In macchina, Scully maledisse la propria stupidità, insensatezza e bisogno. Questa era l'ultima volta che avrebbe preso in considerazione i propri sentimenti per Mulder. D'ora in poi, avrebbe dovuto vivere con il suo piccolo, sporco segreto. Il suo amore sarebbe rimasto non corrisposto e non avrebbe mai mostrato a Mulder quanto fosse vulnerabile.
Arrivò a casa, il bagno non la calmò ed il vino aumentò solamente il gusto amaro che aveva in bocca. Si preparò per andare a letto e giacque là, con gli occhi spalancati nel chiaro di luna per un certo tempo.
Le lacrime salirono lentamente e permise loro di prendere il sopravvento, piangendo piano mentre i minuti diventavano ore.

* ~ * ~ * ~ *

Il telefono stava suonando.

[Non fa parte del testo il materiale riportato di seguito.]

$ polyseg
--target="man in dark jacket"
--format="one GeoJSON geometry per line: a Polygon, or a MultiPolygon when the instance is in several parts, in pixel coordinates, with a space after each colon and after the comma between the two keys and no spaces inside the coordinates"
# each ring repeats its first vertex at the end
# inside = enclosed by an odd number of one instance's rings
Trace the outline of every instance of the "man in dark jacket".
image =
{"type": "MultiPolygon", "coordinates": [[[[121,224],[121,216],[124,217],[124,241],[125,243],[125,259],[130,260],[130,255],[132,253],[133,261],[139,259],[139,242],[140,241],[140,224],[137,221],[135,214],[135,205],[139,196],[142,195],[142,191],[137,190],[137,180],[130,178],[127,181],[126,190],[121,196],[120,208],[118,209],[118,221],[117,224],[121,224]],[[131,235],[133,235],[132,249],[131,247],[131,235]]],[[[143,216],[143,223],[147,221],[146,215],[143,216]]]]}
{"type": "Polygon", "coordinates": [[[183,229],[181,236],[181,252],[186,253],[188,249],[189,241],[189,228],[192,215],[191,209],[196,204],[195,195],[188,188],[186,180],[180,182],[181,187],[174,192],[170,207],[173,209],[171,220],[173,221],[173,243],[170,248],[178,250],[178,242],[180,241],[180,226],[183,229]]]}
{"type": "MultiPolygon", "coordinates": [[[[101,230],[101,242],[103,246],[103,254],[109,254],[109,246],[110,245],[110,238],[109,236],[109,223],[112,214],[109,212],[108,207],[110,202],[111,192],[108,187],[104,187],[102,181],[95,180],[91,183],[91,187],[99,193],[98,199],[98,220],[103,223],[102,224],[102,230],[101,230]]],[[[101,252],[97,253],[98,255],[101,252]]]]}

La mente di Scully registrò appena il suono mentre si girava e sporgeva il braccio verso il ricevitore.

"Scully". Sembrava drogata dalla fatica.

"Sono io". Sospirò pesantemente, mettendo una mano sul ricevitore. Tutti gli eventi della sera precedente tornarono vividi ad attaccarla. Non voleva affrontare quel discorso proprio adesso.

"Scully? Sei ancora lì?"

"Sono qui, Mulder".

"Stavo pensando, Scully". Fece una pausa come se stesse tentando di scegliere le parole. "Penso che tu dovresti venire."

"Quando, ora? Mi sono appena svegliata Mulder, non sono proprio in forma".

"È importante Scully". Non avrebbe ceduto, lo sapeva fin troppo bene.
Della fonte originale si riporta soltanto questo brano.